The task is thus not to create a new kind of art object, for at the most elementary level, no art object exists outside of an exhibition. I consider exhibition as a specific mechanism that is based on showing something as if it would be showing itself, but in fact, it was prepared for this showing by someone who is not trying to hide their intentions. In this sense, the exhibition is a form, but in a different sense, it is also an apparatus[5]—an optical regime that contains its own history, specifically as it allowed modernity to naturalize certain abstract categories, such as science, nature, history or race, precisely via establishing certain modes of seeing.
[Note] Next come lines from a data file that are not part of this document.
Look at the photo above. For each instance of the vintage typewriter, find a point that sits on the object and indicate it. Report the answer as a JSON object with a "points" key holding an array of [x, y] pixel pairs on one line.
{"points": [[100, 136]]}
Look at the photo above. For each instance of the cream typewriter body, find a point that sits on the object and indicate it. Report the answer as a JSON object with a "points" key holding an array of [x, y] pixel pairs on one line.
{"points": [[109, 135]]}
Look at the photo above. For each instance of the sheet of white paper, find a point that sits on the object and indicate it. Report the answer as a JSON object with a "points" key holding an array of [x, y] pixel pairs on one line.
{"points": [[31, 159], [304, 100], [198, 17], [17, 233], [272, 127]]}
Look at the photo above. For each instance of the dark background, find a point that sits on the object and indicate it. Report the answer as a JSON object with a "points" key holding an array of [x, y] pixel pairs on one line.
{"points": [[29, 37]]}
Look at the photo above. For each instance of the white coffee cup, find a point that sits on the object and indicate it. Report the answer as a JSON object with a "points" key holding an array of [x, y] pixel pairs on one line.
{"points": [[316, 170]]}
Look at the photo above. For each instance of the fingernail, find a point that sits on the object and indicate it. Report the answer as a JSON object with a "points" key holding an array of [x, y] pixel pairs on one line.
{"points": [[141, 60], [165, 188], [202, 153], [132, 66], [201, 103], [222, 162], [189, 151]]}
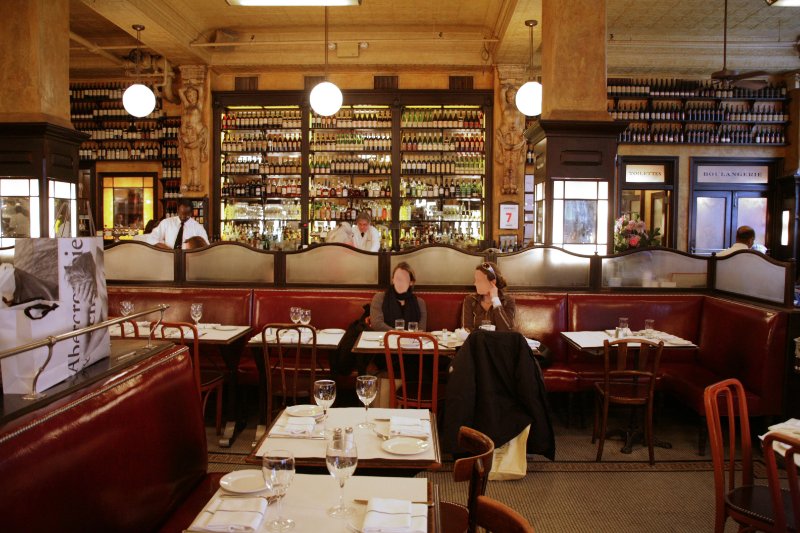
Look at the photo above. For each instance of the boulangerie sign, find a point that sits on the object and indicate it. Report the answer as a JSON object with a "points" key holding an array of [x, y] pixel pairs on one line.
{"points": [[59, 286]]}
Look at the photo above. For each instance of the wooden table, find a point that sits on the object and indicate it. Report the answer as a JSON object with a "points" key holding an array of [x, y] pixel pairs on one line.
{"points": [[309, 496], [311, 452]]}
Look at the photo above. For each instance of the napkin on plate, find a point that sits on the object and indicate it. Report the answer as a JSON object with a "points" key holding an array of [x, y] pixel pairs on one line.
{"points": [[231, 514], [409, 427], [387, 515]]}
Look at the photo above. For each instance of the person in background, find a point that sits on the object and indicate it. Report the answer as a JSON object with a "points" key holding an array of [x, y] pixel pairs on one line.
{"points": [[489, 303], [171, 233], [745, 237], [366, 237]]}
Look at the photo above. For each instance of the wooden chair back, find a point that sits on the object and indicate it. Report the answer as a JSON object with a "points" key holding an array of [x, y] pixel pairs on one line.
{"points": [[791, 455], [412, 351], [291, 361], [500, 518], [475, 468]]}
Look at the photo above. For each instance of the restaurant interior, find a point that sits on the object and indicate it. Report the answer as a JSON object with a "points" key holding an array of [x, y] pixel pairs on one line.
{"points": [[382, 266]]}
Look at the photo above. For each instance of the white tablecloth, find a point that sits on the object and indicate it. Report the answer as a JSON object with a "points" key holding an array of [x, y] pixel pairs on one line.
{"points": [[367, 441], [310, 496]]}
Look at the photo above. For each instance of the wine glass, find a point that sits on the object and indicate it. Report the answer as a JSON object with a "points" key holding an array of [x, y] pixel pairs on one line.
{"points": [[367, 389], [325, 395], [126, 307], [196, 312], [341, 456], [277, 466]]}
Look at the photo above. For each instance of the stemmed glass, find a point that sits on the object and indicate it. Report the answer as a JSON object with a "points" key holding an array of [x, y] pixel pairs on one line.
{"points": [[278, 469], [196, 312], [341, 457], [325, 395], [367, 389], [126, 307]]}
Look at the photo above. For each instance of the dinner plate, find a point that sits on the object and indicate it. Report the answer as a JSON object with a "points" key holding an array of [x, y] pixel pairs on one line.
{"points": [[405, 445], [243, 482], [304, 410]]}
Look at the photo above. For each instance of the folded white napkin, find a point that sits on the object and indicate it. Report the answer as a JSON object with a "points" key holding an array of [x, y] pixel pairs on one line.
{"points": [[409, 427], [386, 515], [231, 514]]}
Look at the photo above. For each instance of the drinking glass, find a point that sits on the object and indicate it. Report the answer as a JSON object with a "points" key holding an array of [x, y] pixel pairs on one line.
{"points": [[648, 328], [341, 457], [278, 469], [197, 313], [367, 389], [325, 395], [125, 307]]}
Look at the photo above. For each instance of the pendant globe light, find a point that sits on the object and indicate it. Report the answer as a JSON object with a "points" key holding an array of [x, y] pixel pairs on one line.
{"points": [[529, 96], [326, 97], [138, 99]]}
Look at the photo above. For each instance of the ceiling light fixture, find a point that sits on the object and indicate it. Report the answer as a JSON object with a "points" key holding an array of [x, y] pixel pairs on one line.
{"points": [[293, 3], [529, 96], [326, 97], [138, 99]]}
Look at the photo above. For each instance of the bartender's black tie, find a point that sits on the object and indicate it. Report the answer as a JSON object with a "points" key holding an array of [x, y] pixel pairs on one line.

Exhibition in this sense also became the main artistic medium that does not require a gallery space at all, as can be seen from the proliferation of pop-up exhibitions that exist only as their own documentation. However, I insist on the necessity of the actual act of both staging and, in this way, also relating to the history of the medium, which creates this double reflection, a small distance between what we see and how it is meant that consequently creates the fundamental distance between Santiago Sierra and Psychopat, even if both of them present an edited representation of reality. Therefore, the question is not how we can create a new nature of art out of the gallery space, but rather how we can preserve this specific space of aesthetical distance if galleries cease to exist. And even more importantly, what role does art play in a society that will eventually have to step away from its fundamental categories that are all excessively based on politics of seeing.

  • 1

    DOMINGUEZ, Rubio, Still Life: Ecologies of the Modern Imagination at the Art Museum, Chicago Press, 2020.

  • 2

    Ibid., p. 35.

  • 3

    SPRINGER, Anna-Sophie & TURPIN, Etienne, “Compensatory Postures: On Natural History, Necroaesthetics and Humiliation”, in: GARCIA, T. & NORMAND, V. (eds.), Theater, Garden, Bestiary, A Materialist History of Exhibitions, Sternberg Press, 2019.

  • 4

    Ibid.p. 228.

  • 5

    NORMAND, V., “Apparatus and Form: The Split Identity of the Exhibition”, in: GARCIA, T. & NORMAND, V. (eds.), Theater, Garden, Bestiary, A Materialist History of Exhibitions, Sternberg Press, 2019, p. 93.

Michal Novotný

Michal Novotný is director of the Collection of Art after 1945 at the National Gallery in Prague and commissioner of the 2024 Czech pavilion at the Venice Biennale. He teaches at the Academy of Arts, Architecture and Design in Prague.